Insomma la bussola degli acquisti, per i millennial, è il prezzo, ma Forbes specifica anche che, più dello smartphone, prediligono il computer per la selezione dei vestiti in rete: questo consente loro un’attenzione particolare alla qualità, che fino a qualche anno fa era il criterio sulla cui estinzione avremmo scommesso (dettaglio: comprare in rete aguzza anche la creatività: un ottimo esempio è quello di Tailoritaly, piattaforma web dove è possibile comprare e personalizzare dei capi di Pret-a-porter femminile prodotti in Italia). La scorsa estate, tra i cinque brand più ricercati dai millennial c’erano Gucci e Adidas: Zara e H&M assenti. A rappresentare la fast fashion, tuttavia, c’era FreePeople di Urban Outfitters, che tre mesi fa ha aperto a Milano, in Piazza San Babila, nello store prima occupato da H&M. La nemesi. Adidas è un marchio che è tornato a splendere anche grazie alla rievocazione degli anni Novanta, che ha fatto parlare di marketing della nostalgia – costruire connessioni sociali attraverso la nostalgia aiuta le aziende a mostrarsi più umane e a ispirare sentimenti ottimistici, che naturalmente invogliano alla spesa.

 

I trenta-quarantenni di oggi sono una delle generazioni più appassionate al vintage e, sebbene acquistino sempre di più online, amano i mercatini dell’usato, che aiutano a rendere unico il loro stile. Per i millennial vale sempre tutto e il suo contrario e, dal momento che il futuro prossimo è nelle loro mani, qualsiasi proiezione è complicata.

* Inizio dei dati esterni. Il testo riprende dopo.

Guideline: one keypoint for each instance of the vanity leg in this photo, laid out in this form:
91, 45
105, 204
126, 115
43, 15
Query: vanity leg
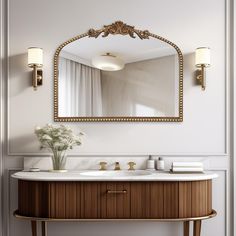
197, 228
34, 227
186, 228
44, 228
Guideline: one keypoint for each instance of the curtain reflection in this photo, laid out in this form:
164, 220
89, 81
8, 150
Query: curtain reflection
79, 90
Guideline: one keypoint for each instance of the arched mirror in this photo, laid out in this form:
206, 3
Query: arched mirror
118, 73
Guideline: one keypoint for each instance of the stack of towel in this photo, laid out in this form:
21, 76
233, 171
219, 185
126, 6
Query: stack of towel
187, 167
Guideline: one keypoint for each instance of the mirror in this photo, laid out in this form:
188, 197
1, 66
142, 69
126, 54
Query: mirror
118, 73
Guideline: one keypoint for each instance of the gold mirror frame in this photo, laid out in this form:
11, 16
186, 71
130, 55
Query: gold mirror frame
126, 30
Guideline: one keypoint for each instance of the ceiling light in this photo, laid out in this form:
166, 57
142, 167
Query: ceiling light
108, 62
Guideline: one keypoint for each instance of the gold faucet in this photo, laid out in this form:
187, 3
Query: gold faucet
117, 166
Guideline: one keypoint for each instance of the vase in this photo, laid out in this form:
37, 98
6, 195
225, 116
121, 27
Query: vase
59, 162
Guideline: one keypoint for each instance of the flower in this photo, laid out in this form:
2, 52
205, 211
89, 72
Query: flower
57, 138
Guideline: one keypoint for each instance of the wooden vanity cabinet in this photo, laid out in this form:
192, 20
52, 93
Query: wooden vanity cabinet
114, 200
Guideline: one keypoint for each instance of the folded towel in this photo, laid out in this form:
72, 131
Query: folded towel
187, 169
187, 164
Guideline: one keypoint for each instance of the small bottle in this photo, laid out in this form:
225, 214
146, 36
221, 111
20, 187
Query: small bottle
160, 164
150, 163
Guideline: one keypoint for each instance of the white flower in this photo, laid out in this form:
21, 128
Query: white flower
57, 138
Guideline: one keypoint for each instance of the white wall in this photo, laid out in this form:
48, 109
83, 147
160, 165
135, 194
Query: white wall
202, 136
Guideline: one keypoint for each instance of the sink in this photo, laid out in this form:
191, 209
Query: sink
118, 173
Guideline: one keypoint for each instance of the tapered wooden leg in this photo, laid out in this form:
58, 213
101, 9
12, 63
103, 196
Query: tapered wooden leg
186, 228
34, 227
44, 228
197, 228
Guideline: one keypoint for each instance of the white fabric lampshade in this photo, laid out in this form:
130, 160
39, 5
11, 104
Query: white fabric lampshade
108, 62
203, 56
35, 56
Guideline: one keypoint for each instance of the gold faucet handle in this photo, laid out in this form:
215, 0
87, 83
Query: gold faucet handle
131, 165
103, 165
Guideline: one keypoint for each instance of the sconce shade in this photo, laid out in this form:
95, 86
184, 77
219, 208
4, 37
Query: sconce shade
108, 62
203, 57
35, 56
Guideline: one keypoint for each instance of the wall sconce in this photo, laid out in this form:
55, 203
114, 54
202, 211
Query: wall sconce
35, 61
202, 60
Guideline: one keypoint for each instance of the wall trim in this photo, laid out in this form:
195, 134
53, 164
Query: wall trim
1, 111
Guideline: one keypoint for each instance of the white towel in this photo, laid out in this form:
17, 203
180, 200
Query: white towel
187, 164
187, 169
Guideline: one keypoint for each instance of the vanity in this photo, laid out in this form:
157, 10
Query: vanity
114, 195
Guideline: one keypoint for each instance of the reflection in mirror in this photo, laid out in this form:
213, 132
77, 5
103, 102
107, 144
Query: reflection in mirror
119, 76
146, 86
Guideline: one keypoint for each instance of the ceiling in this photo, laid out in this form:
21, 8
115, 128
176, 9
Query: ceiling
125, 47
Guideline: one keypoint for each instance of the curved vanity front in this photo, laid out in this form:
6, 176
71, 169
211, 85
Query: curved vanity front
48, 196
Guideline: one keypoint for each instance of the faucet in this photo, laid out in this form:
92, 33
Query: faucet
117, 166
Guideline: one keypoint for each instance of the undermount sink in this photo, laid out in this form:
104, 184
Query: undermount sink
120, 173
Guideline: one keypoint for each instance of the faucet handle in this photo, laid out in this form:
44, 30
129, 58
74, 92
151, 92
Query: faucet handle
103, 165
131, 165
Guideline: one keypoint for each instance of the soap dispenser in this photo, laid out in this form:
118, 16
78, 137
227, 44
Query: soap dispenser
150, 163
160, 164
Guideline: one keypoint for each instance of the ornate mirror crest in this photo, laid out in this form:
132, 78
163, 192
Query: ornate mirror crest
119, 28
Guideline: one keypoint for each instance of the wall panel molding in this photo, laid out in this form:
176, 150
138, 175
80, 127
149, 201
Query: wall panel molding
226, 133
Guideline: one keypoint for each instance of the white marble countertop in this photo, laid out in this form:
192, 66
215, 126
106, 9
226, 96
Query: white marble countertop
91, 175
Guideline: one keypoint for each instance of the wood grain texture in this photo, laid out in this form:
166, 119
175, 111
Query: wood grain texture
197, 228
186, 228
116, 205
34, 228
147, 200
171, 200
90, 200
185, 199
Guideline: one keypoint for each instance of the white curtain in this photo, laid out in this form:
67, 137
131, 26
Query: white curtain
79, 88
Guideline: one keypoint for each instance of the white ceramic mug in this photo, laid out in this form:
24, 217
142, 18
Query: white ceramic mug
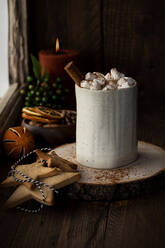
106, 127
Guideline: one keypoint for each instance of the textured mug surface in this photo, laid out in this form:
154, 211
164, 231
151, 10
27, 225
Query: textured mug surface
106, 127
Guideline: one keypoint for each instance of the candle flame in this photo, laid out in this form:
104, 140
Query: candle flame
57, 45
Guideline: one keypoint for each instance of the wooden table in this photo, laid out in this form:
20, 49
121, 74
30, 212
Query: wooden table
130, 223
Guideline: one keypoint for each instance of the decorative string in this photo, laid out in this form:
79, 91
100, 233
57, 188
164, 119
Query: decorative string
28, 179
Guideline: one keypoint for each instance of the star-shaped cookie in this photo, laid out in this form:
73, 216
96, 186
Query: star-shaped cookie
35, 170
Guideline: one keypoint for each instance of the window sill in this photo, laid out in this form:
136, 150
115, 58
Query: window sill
10, 104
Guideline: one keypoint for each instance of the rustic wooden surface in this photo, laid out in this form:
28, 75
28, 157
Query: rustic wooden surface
121, 183
126, 34
18, 41
133, 223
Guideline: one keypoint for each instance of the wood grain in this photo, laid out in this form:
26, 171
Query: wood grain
72, 223
18, 41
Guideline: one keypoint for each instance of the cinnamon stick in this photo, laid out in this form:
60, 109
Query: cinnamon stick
74, 73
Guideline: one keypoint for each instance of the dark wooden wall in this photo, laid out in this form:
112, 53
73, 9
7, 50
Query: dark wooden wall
127, 34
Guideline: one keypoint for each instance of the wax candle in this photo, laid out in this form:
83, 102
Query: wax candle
54, 61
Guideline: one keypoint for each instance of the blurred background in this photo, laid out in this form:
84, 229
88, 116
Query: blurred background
126, 34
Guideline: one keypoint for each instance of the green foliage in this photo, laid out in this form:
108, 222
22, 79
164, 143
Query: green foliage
40, 91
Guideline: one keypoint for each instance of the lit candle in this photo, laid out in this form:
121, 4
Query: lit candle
54, 62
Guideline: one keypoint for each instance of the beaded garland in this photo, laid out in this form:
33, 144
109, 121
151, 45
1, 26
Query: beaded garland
27, 179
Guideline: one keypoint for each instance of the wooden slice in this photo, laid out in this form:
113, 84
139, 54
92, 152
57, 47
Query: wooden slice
138, 177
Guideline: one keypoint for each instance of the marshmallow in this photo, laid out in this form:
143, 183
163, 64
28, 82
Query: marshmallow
90, 76
85, 84
100, 81
108, 76
122, 83
110, 86
96, 85
131, 81
112, 80
115, 74
98, 74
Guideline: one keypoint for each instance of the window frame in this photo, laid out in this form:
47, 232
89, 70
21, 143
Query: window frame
18, 51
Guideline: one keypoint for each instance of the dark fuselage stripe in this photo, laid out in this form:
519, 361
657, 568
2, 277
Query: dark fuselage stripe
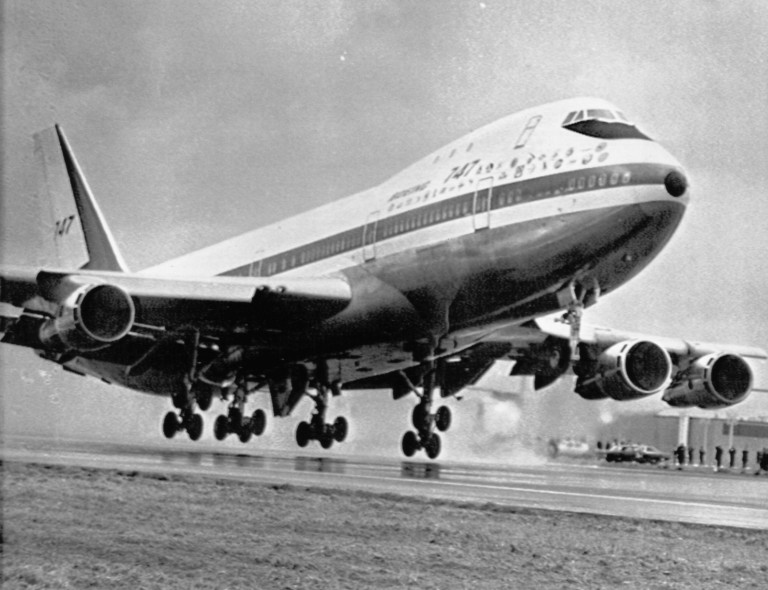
444, 210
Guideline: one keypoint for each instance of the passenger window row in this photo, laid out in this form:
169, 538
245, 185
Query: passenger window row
433, 214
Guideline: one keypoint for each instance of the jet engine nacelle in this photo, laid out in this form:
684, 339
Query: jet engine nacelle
627, 370
713, 381
90, 318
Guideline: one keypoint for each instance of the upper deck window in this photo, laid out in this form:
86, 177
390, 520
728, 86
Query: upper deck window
603, 124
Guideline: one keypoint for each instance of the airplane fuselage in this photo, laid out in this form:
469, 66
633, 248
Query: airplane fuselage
487, 231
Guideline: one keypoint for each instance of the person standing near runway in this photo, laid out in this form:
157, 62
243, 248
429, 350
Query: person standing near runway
718, 457
680, 455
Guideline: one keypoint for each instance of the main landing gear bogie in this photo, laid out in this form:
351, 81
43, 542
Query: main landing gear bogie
186, 419
192, 423
322, 431
425, 423
235, 423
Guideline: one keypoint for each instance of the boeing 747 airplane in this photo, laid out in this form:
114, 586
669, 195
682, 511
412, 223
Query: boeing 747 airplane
416, 285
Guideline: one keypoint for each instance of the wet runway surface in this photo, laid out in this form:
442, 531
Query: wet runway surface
697, 496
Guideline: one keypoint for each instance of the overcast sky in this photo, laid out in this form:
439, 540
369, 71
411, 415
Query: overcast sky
195, 121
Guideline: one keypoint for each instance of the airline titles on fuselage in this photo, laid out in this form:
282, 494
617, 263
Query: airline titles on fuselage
519, 167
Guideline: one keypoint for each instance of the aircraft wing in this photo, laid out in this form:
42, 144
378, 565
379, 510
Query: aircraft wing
107, 305
626, 365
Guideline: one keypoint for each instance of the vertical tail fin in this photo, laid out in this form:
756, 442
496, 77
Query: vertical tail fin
73, 222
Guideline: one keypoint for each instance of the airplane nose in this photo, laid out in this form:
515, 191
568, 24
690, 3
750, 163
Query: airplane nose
676, 183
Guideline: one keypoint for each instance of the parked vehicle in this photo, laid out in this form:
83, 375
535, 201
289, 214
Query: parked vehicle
636, 453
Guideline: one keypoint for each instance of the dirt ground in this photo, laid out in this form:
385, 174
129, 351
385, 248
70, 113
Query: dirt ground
68, 527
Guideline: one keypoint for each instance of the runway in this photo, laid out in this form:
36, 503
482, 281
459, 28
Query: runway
704, 497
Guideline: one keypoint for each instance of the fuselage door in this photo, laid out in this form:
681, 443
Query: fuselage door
482, 203
369, 237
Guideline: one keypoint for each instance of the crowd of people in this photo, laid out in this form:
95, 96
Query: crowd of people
687, 455
683, 455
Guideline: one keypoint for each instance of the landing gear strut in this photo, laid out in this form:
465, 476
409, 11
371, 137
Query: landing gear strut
580, 297
235, 422
425, 422
186, 419
317, 428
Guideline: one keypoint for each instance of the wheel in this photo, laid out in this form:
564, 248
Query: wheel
221, 427
258, 422
443, 418
433, 446
340, 429
419, 416
195, 426
303, 434
245, 432
170, 424
410, 443
326, 437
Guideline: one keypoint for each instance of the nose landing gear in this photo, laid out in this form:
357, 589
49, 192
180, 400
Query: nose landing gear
425, 422
317, 428
236, 422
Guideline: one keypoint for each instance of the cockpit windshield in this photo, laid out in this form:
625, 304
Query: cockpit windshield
602, 123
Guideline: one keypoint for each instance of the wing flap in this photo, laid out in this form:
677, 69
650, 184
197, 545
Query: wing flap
605, 337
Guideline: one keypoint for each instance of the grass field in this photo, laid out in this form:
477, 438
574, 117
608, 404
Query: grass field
68, 527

Bloomberg ha pubblicato le riflessioni di due reporter economici (uno da Kuala Lumpur e una da Los Angeles), secondo i quali presto l’industria tessile sparirà dai paesi in via di sviluppo, perché le tecnologie rimpiazzeranno, e con grande risparmio, la manodopera. Se davvero andrà così, la moda tornerà a essere iper-localizzata. Entrambi i reporter prevedono la “morte dell’abbigliamento”, in particolare nei paesi del primo mondo: le pratiche di closet clarity ne sarebbero, a detta loro, l’antipasto; presto l’occidente si riempirà giovanotti felici di possedere pochi buoni vestiti e di spendere i propri soldi per viaggiare e mangiar bene. L’usato e il riciclaggio, sul quale la H&M Foundation tanto investe, non hanno un grande futuro, in particolare nei paesi più poveri. Due esempi significativi: già dagli anni Novanta la Cina ha bloccato le importazioni di abbigliamento di seconda mano; l’anno scorso, una fabbrica svedese ha trovato il modo di bruciare i vestiti di H&M per produrre energia e magari sarà così che finirà, tutto l’immane invenduto del colosso: in fumo.

 

E su quelle ceneri, naturalmente, si ricostruirà.